Schladming gewinnt, Ramsau verliert

Zwei der wichtigsten Gradmesser, um herauszufinden, wie sich eine Tourismusgemeinde langfristig entwickelt, sind die Zahl der Gästeankünfte aus dem In- und Ausland sowie die Anzahl der Übernachtungen.

Beim Erfolgsbeispiel Schladming haben sich in den vergangenen 20 Jahren die Gästeankünfte mehr als verdoppelt, genauer gesagt um 127 Prozent von 167.194 Besuchern 1995 auf 380.171 im Jahr 2015. Auch die Nächtigungen haben in der „Plainai-Stadt“ im selben Zeitraum immerhin noch um mehr als die Hälfte, und zwar um 64 Prozent von 944.772 auf 1.550.166 zugenommen. Damit ist Schladming noch vor der Landeshauptstadt Graz und dem Nachbarort Ramsau am Dachstein Nummer eins im direkten Vergleich mit 287 Gemeinden der Steiermark.

Zurückzuführen sind diese Topwerte unter anderem auf das seit 1997 jährlich stattfindende Nachtrennen der Herren im alpinen Ski-Weltcup, das bis zu 50.000 Besucher nach Schladming lockt und im öffentlich-rechtlichen Fernsehen für hohe Einschaltquoten zur Prime Time sorgt.

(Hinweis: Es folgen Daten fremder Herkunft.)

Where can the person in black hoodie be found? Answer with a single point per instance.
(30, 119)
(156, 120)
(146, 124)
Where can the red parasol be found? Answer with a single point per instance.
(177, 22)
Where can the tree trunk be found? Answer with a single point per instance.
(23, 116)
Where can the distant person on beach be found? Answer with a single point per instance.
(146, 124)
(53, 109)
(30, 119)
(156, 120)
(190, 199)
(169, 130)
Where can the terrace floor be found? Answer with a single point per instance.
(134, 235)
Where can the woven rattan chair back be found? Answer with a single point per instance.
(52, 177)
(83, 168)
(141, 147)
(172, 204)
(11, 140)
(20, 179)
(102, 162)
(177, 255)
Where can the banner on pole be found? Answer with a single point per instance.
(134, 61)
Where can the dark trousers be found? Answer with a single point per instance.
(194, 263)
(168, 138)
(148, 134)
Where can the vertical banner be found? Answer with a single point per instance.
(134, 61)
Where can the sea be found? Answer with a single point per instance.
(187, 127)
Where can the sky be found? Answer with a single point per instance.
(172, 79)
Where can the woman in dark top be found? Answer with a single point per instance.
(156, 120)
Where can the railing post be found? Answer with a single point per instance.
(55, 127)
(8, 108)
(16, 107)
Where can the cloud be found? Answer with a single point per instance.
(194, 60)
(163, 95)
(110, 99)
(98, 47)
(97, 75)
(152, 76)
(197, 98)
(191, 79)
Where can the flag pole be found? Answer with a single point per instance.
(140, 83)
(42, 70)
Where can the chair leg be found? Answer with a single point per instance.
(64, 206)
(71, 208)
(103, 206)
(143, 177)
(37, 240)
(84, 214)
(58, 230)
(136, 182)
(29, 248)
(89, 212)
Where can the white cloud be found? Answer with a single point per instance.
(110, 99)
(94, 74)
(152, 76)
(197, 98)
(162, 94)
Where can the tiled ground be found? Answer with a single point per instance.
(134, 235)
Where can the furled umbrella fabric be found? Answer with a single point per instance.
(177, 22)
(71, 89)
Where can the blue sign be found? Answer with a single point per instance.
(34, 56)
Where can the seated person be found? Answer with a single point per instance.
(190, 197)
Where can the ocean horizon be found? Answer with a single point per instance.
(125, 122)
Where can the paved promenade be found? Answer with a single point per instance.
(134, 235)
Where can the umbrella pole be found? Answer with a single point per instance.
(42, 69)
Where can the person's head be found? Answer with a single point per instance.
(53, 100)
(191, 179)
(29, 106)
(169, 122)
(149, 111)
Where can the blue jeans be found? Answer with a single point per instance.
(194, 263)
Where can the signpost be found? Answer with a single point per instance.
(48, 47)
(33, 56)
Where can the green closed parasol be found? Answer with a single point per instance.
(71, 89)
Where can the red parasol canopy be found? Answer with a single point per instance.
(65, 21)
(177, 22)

Zum anderen hat auch die Austragung der alpinen Ski-Weltmeisterschaft 2013 dem Wintersportort Schladming zu neuen Höhenflügen verholfen: Plus 25 Prozent bei den Gästeankünften und plus 17 Prozent bei den Nächtigungen kann Schladming seit den internationalen Wettkämpfen vor drei Jahren bis zum Jahr 2015 verbuchen.

Doch können auch kleinere Gemeinden im Umkreis von den medialen Großveranstaltungen profitieren bzw. etwas vom Erfolgskuchen mitnaschen? Laut Ernst Fischbacher, Bürgermeister der Schladminger Nachbargemeinde Ramsau am Dachstein „sehr, da die Kameraeinstellungen in Richtung Ramsau am Dachstein positioniert waren“.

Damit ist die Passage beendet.